Kahlil Gibran, The Prophet (1923)
In Lifelines, a range of works by the distinguished artist Wang Huangsheng are brought together in a public civic space in the centre of Hong Kong and at 3812 Gallery. ‘Lifeline’ is a term in English that implies the saving of life when one is in urgent need of help and the connotation of rescue is here intended culturally, as a metaphor for Wang’s lines as cultural thread, just as the trunk of a tree steadily grows upwards, supporting all the branches, his lines form the key element throughout his oeuvre. As an important member of the art world and someone whose roles have navigated being a museum director, a founder of large-scale art events such as the Guangzhou Triennial and pursuing his own artistic practice over many years, Wang’s persistent artistic output and creativity can indeed be understood as a lifeline. His varied professional and artistic life has art at its centre, both publicly and privately.

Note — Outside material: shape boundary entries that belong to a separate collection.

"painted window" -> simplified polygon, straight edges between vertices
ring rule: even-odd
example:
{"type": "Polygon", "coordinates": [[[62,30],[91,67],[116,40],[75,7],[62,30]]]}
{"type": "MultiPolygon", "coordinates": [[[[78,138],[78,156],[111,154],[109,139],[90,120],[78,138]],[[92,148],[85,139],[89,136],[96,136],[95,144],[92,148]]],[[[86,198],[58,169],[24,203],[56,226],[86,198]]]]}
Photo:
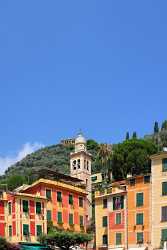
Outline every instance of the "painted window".
{"type": "Polygon", "coordinates": [[[107,227],[108,221],[107,221],[107,216],[103,216],[103,227],[107,227]]]}
{"type": "Polygon", "coordinates": [[[116,233],[116,245],[121,245],[121,244],[122,244],[122,234],[116,233]]]}
{"type": "Polygon", "coordinates": [[[29,225],[23,224],[23,235],[28,236],[29,235],[29,225]]]}
{"type": "Polygon", "coordinates": [[[41,202],[36,202],[36,214],[41,214],[41,202]]]}
{"type": "Polygon", "coordinates": [[[162,195],[167,195],[167,182],[162,182],[162,195]]]}
{"type": "Polygon", "coordinates": [[[142,244],[143,243],[143,232],[137,232],[137,244],[142,244]]]}
{"type": "Polygon", "coordinates": [[[136,194],[136,207],[141,207],[143,206],[143,193],[137,193],[136,194]]]}
{"type": "Polygon", "coordinates": [[[116,213],[116,220],[115,220],[116,224],[121,224],[121,213],[116,213]]]}
{"type": "Polygon", "coordinates": [[[62,212],[58,212],[57,213],[57,223],[58,224],[62,224],[63,220],[62,220],[62,212]]]}
{"type": "Polygon", "coordinates": [[[72,194],[69,194],[69,204],[73,205],[73,196],[72,196],[72,194]]]}
{"type": "Polygon", "coordinates": [[[103,199],[103,208],[107,208],[107,199],[103,199]]]}
{"type": "Polygon", "coordinates": [[[51,210],[47,210],[47,221],[51,221],[51,220],[52,220],[51,210]]]}
{"type": "Polygon", "coordinates": [[[162,172],[167,172],[167,158],[162,159],[162,172]]]}
{"type": "Polygon", "coordinates": [[[104,234],[104,235],[103,235],[102,241],[103,241],[103,245],[108,245],[108,237],[107,237],[107,234],[104,234]]]}
{"type": "Polygon", "coordinates": [[[161,207],[161,221],[167,221],[167,206],[161,207]]]}
{"type": "Polygon", "coordinates": [[[136,214],[136,225],[143,225],[143,213],[136,214]]]}
{"type": "Polygon", "coordinates": [[[69,225],[73,225],[73,214],[69,214],[69,225]]]}
{"type": "Polygon", "coordinates": [[[28,211],[29,211],[29,209],[28,209],[28,201],[23,200],[23,212],[28,213],[28,211]]]}
{"type": "Polygon", "coordinates": [[[52,199],[52,195],[51,195],[51,190],[50,189],[46,189],[46,198],[48,200],[51,200],[52,199]]]}
{"type": "Polygon", "coordinates": [[[79,206],[83,207],[83,197],[79,197],[79,206]]]}
{"type": "Polygon", "coordinates": [[[124,196],[113,197],[113,210],[124,208],[124,196]]]}
{"type": "Polygon", "coordinates": [[[57,192],[57,201],[58,202],[62,202],[62,195],[61,195],[61,192],[57,192]]]}

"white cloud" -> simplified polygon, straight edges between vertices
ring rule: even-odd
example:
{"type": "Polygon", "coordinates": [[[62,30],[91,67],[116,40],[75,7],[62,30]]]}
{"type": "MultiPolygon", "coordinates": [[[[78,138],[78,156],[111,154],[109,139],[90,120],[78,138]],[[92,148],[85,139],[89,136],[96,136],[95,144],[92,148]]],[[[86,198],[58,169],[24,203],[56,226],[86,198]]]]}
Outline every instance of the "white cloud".
{"type": "Polygon", "coordinates": [[[21,147],[21,149],[17,152],[15,156],[5,156],[5,157],[0,156],[0,175],[2,175],[4,171],[12,164],[22,160],[26,155],[31,154],[42,147],[44,147],[42,143],[27,142],[21,147]]]}

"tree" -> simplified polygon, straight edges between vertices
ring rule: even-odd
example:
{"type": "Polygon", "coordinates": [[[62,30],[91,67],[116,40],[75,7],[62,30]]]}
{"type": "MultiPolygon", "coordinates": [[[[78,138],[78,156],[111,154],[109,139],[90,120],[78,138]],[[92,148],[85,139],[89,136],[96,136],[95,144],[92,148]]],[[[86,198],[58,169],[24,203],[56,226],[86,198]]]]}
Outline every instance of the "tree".
{"type": "Polygon", "coordinates": [[[159,132],[159,125],[158,122],[154,123],[154,134],[157,134],[159,132]]]}
{"type": "Polygon", "coordinates": [[[152,141],[130,139],[113,148],[112,173],[115,180],[127,177],[127,174],[149,173],[150,155],[157,152],[152,141]]]}
{"type": "Polygon", "coordinates": [[[57,246],[62,250],[69,250],[71,247],[88,243],[92,240],[92,235],[87,233],[77,233],[70,231],[50,231],[48,235],[40,237],[40,242],[57,246]]]}

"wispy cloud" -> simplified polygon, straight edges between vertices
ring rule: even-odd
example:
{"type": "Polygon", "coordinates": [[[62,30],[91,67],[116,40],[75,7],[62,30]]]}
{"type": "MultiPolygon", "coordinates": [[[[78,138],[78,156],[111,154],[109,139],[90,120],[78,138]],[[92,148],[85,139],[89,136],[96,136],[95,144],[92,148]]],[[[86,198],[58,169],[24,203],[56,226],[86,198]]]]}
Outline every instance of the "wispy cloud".
{"type": "Polygon", "coordinates": [[[0,175],[3,174],[8,167],[13,165],[17,161],[22,160],[26,155],[31,154],[42,147],[44,147],[42,143],[27,142],[21,147],[21,149],[17,152],[15,156],[5,156],[5,157],[0,156],[0,175]]]}

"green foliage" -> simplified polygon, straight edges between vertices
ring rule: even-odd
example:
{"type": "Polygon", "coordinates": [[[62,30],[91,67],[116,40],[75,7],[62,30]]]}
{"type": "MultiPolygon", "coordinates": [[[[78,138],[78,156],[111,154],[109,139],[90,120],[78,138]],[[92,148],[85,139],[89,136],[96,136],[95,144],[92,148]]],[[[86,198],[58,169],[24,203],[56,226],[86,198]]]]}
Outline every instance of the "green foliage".
{"type": "Polygon", "coordinates": [[[127,174],[150,172],[149,156],[157,152],[157,147],[151,142],[141,139],[131,139],[116,145],[112,155],[112,173],[116,180],[127,177],[127,174]]]}
{"type": "Polygon", "coordinates": [[[41,236],[39,240],[41,243],[68,250],[70,247],[88,243],[91,239],[92,235],[87,233],[53,230],[49,232],[48,235],[41,236]]]}

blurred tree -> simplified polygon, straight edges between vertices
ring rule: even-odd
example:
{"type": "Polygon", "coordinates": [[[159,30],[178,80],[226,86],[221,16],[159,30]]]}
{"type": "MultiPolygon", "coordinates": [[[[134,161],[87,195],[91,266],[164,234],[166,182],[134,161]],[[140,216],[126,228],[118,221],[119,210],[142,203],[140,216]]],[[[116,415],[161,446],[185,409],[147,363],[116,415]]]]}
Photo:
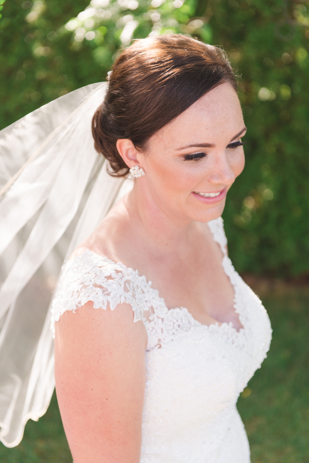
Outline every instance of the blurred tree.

Over the years, in his expansive ink practice, Wang’s pursuit of line has departed from a more classical mode in his earlier works to a more experimental abstraction that take various forms - from dense clusters of curvaceous lines lightly swooping in and out to express a sense of uninterrupted movement in space, through to more horizontal modes of thicker lines in his more recent works that are softly textured yet rigorous and bold. Though brush and ink are his principal medium, he also works with textiles, resin, newspaper and barbed wire, expanding his visual language in sustained bodies of work that contain ideas of vision, trace, and metaphor as central threads, each series visually evoking an undefinable visceral sense of being and aesthetic experience.
In particular, in the last few years, Wang’s exploration have allowed an engagement with the dynamics of line as an expanded element that has been increasingly freed from representation and containment of form. Newer works here include further explorations of line and composition, as well as non-legible ‘calligraphic’ paintings that verge on, but do not actually form, language, that in his words, ‘recall his classical self as a teenager’, when he fervently took up the passion of poetry. The suggestive quality of these works and the expansion of Wang’s distinct artistic language are important additions to his earlier series.

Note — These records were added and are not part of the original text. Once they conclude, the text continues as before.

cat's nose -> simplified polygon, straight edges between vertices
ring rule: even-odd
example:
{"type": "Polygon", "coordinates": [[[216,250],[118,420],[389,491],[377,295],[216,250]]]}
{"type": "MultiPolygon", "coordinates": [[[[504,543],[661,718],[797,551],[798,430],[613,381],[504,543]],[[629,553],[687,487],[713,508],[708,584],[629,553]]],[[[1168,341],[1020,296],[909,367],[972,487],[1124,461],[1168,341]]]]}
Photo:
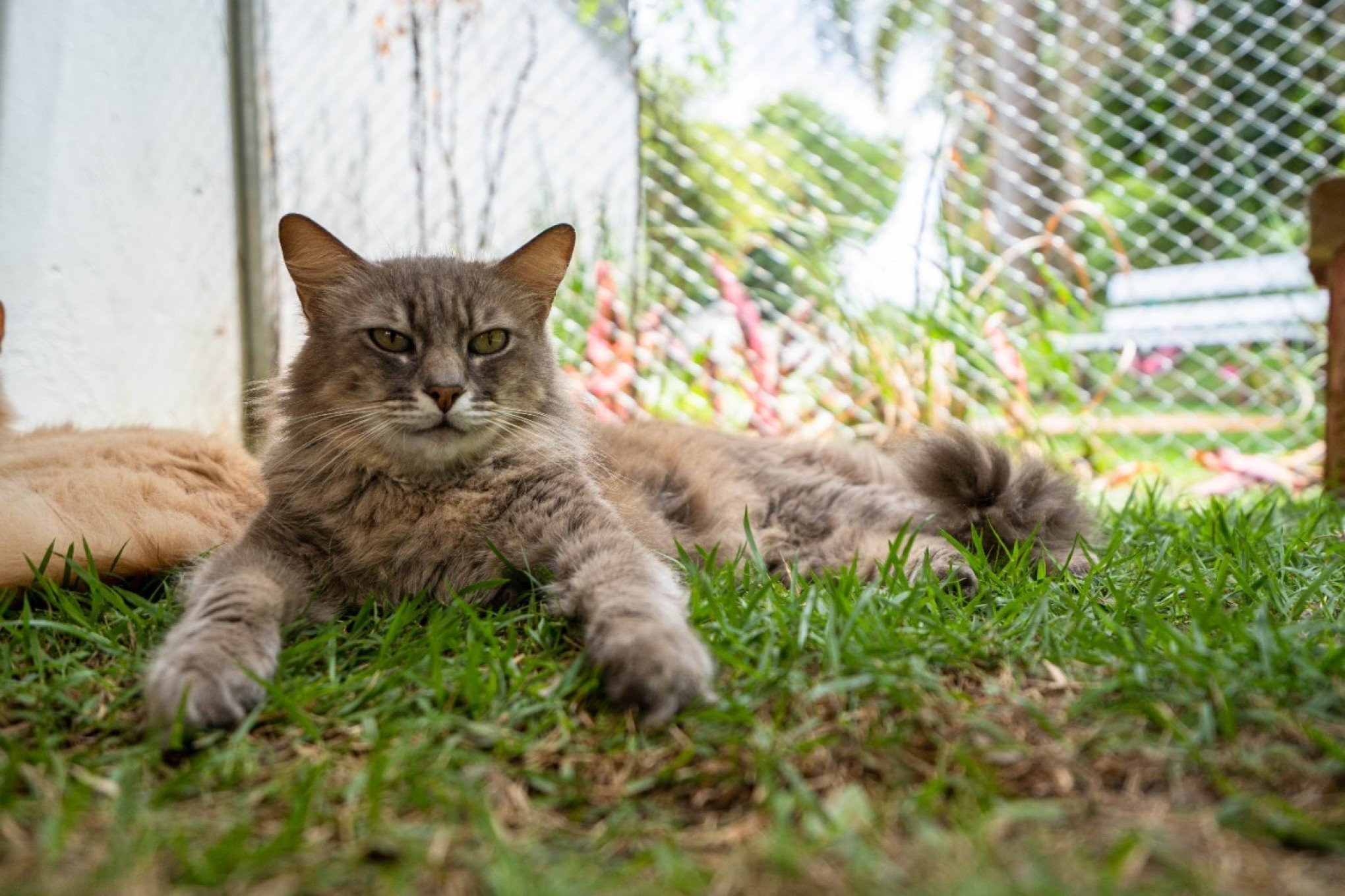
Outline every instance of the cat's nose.
{"type": "Polygon", "coordinates": [[[457,397],[463,394],[461,386],[425,386],[425,394],[434,400],[438,409],[448,413],[457,397]]]}

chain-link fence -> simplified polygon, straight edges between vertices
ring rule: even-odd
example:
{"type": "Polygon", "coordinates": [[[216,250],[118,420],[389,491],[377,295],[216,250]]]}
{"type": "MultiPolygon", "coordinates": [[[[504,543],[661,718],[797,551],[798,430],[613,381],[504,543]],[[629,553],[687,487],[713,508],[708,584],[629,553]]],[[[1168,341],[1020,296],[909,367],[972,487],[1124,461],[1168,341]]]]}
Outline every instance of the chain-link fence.
{"type": "Polygon", "coordinates": [[[374,252],[578,219],[557,334],[603,416],[960,418],[1110,482],[1310,460],[1325,305],[1297,253],[1345,165],[1345,0],[272,0],[266,23],[281,206],[374,252]]]}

Indeed, in Lifelines, there is one further theme - that of language. Lines are in everything we read, in lines of text but also as the basic component that form words, whether in Chinese characters or the Roman alphabet, or indeed any script. Writing is essentially line and how it formed into so many variant kinds of script feels mysterious and arbitrary, recalling our ancient past and the foundation of different cultures. There is a tension in Wang’s work in the balance of the lines, suggestive of calligraphy, the fundamental tenet of ink painting, in the need for compositional harmony. His recent series are finely wrought pieces of almost-language-abstract brush-marks of poetic thin lines of controlled chaos calling to mind the wild cursive script that ‘flies’ across the paper. The idea of language can be explored as a key form of human communication, with the relationship of ‘langue’ (language) and ‘parole’ (speech), as developed by Saussure separating an overall system from what we actually write or say, the specifics of human interaction. Here, language becomes a memory, an illusion, and a trace, of meaning that has passed. The ephemerality of experience echoes the Buddhist notion of emptiness (‘that which is form is emptiness, that which is emptiness for) the last line of the Heart Sutra, extracts of which are inscribed in Wang’s hand on his recent Moving Image (2017/18) series.

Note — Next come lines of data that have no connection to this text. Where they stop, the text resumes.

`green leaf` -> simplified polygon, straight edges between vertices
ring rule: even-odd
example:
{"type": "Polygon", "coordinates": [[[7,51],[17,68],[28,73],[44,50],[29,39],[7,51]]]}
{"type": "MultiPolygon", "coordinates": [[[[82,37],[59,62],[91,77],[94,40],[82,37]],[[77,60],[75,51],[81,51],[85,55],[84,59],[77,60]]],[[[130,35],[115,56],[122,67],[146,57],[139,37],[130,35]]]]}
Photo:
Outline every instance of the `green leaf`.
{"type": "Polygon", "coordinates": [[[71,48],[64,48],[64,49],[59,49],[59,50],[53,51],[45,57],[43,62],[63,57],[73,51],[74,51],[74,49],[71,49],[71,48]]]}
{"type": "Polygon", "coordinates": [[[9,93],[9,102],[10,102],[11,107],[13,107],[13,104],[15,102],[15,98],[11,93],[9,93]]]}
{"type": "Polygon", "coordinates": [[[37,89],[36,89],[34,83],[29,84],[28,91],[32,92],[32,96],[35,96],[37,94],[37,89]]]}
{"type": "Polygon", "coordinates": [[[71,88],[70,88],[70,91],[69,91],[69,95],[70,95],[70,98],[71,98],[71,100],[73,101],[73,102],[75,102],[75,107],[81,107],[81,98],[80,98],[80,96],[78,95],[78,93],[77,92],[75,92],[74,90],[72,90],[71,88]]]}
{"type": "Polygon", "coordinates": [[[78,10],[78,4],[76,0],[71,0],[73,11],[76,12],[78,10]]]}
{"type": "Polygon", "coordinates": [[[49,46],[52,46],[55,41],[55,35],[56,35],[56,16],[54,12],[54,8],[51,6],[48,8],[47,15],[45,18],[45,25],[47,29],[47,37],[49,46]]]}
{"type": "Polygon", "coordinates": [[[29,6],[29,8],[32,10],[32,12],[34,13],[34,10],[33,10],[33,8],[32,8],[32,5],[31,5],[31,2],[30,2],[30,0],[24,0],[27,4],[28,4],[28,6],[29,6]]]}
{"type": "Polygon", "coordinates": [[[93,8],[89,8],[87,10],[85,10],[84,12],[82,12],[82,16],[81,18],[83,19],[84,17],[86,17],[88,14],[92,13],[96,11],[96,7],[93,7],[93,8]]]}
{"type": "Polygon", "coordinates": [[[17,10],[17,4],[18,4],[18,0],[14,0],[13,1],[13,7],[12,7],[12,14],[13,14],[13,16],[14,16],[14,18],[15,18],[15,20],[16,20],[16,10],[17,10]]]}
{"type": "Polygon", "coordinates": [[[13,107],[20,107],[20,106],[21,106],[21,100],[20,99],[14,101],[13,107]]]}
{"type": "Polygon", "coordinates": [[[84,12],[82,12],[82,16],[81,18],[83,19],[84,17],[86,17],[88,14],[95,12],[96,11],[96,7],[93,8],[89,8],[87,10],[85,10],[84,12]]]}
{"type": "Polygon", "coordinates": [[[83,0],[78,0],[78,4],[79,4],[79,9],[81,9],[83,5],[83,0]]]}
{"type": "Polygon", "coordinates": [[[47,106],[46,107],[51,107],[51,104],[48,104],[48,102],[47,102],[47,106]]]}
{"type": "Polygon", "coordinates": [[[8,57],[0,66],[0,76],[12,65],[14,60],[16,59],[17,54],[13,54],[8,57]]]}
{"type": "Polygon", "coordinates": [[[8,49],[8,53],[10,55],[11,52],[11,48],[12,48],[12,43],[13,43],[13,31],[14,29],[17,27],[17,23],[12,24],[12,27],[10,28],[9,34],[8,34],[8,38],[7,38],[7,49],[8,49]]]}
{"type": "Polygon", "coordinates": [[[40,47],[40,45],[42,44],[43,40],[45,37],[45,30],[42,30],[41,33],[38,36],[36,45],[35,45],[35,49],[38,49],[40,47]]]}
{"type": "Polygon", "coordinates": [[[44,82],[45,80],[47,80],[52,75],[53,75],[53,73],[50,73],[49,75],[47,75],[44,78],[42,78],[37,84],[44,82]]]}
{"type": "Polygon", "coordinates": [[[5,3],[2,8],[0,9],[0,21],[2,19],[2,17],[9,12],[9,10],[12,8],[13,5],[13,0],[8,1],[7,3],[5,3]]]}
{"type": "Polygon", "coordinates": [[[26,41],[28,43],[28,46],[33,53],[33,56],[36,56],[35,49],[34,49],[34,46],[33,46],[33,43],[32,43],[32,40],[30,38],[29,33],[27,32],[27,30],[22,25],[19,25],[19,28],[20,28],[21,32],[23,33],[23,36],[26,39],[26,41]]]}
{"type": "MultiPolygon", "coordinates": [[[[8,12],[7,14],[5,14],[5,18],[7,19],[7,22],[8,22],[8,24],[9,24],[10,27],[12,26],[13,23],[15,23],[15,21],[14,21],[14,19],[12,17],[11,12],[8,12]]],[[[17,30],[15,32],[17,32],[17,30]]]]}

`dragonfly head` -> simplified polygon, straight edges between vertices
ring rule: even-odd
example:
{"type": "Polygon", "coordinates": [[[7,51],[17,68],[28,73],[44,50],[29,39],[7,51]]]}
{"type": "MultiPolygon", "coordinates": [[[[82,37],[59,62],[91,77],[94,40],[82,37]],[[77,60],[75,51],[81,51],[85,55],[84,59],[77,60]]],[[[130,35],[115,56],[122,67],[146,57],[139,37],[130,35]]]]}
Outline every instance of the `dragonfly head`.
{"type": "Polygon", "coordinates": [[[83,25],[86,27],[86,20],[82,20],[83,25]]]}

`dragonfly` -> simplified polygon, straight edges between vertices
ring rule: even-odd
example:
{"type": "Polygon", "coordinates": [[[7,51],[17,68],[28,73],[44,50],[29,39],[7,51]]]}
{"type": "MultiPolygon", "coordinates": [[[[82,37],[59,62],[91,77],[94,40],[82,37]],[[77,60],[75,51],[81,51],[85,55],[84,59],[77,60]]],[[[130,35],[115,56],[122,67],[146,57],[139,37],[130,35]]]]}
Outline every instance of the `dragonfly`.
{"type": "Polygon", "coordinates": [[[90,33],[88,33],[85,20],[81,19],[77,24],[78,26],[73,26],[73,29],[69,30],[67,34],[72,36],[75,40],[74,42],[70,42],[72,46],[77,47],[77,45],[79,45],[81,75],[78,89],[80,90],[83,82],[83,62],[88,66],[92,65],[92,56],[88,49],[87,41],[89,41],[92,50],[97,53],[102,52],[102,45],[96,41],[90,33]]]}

Lifelines will showcase Wang’s magnificent new series of calligraphic works Daily-Practice, the Prose Poetries. Wang believes: ‘Daily-Practice is a way for the Chinese to cultivate cultures. We would waste thousands of paper sheets just for practicing calligraphy, but poetry writings are more like playing a game of expressing emotions.’ During the daily practice of calligraphy, Wang rewrote some of his classical poetries created in his youth in the 1970s, infusing colours into fluid cursive script and thereby combining painting and calligraphy into one. The colours blue, yellow and green mark the works’ mood in this series, blended with water and ink on Xuan paper. Through the practice as a daily ritual, the artist is to attain “cultivation” and “enlightenment”. The “chaotic” script where characters overlay each other contains the artist’s classical sensibility, as well as a fusion of aesthetic and conceptual meanings that echo and reverberate with the past.
The exhibition is curated by Katie Hill, Director of the Office of Contemporary Chinese Art.